Kimler vasi olabilir? Vasi olmak için gerekli şartlar.

Vasînin; akıllı, ergen, hür, adaletli, ehliyetsizin işlerini yürütebilecek güç ve tecrübeye sahip olması, güvenilir ve Müslüman olması gerekir. Bu yüzden çocuk, gayrimüslim veya malı telef edeceğinden korkulan bir fâsık vasî tayin edilse hâkim bu tayini iptal ederek, ehil olanını atayabilir. Ancak bunların hâkim kararına kadar yapacağı tasarruflar geçerli olur. Diğer yandan vasî tayin edildikten sonra çocuk ergen, gayrimüslim Müslüman olsa veya fâsık tevbe etmiş bulunsa artık hâkim bunları vasîlikten azledemez.

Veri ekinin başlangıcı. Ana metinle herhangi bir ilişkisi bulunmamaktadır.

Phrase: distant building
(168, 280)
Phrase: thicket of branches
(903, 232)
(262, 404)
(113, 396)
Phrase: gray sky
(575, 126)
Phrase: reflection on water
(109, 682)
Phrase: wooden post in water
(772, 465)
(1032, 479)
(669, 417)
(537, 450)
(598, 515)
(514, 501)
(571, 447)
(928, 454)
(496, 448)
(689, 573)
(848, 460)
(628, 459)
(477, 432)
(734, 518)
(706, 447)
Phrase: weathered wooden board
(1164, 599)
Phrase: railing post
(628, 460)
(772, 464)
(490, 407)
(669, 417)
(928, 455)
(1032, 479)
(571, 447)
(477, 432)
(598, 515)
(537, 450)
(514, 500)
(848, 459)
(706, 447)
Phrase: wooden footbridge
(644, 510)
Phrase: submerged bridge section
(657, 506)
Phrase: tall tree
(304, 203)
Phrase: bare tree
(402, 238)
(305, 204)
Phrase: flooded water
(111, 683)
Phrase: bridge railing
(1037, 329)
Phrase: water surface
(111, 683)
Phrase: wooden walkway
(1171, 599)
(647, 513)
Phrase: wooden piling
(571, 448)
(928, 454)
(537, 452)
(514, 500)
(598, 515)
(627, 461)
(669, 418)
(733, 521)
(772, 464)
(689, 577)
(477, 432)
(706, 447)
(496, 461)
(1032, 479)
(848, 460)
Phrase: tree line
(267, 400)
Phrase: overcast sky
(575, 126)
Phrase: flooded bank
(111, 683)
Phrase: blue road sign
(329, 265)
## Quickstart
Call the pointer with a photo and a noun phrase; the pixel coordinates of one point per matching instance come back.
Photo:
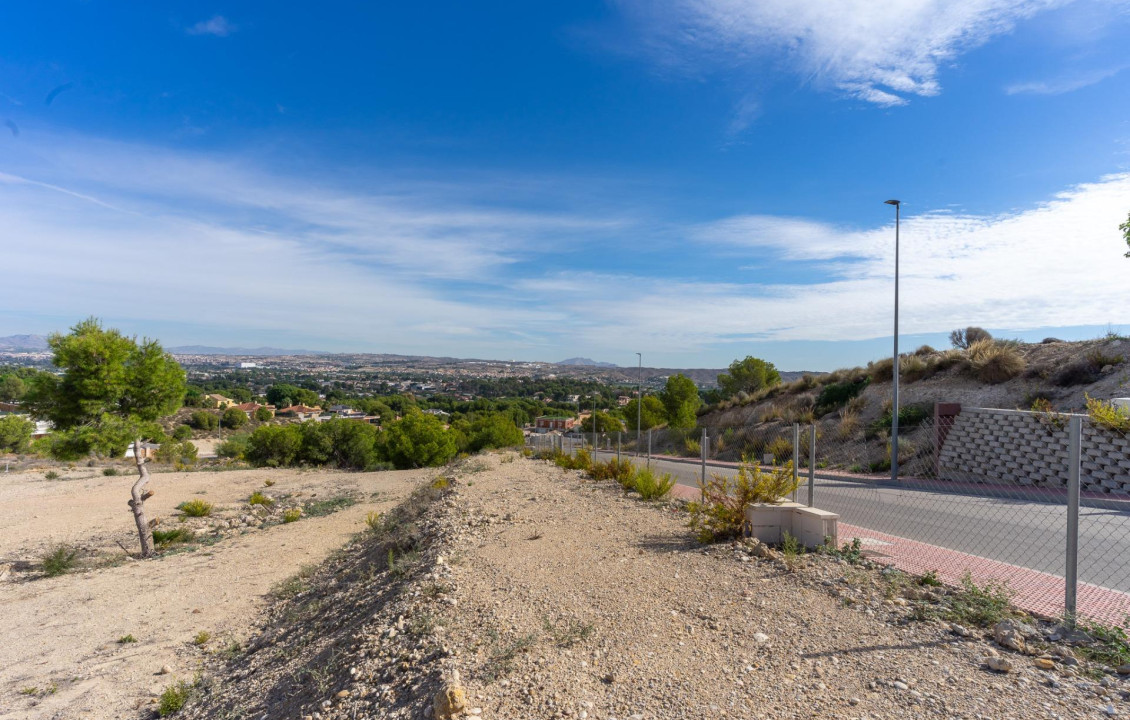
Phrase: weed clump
(1107, 415)
(651, 485)
(994, 362)
(721, 512)
(59, 561)
(259, 499)
(196, 508)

İslâm devletinin tebealığını kabul etmiş olan ehl-i kitabın (zimmî) bir Müslümanı vasî tayin etmesi geçerlidir. Nitekim vekil tayin etmesi de böyledir. Ancak zımmînin miras malları arasında şarap veya domuz gibi Müslümanlarca değeri olmayan bir mal bulunursa, Müslüman vasînin, bunların satışını sağlamak için güvenilir bir zimmîyi vekil tayin etmesi gerekir. Bu, Hanefîlerin görüşüdür. İmam Şafi’ye göre böyle bir Vesayet sözleşmesi geçerli değildir. Çünkü din ayrılığı Müslümanın zimmîden miras almasına engel olduğu gibi, onun zimmîye vasî olmasına da engel teşkil eder. Bir zimmî ise Müslümana vasî olamaz. Onun Müslümana vasî olamayışı, kâfirin Müslüman üzerinde velâyet yetkisinin bulunmayışı yüzündendir. Çünkü zimmî bu konuda haksızlık yapma ithamı altındadır.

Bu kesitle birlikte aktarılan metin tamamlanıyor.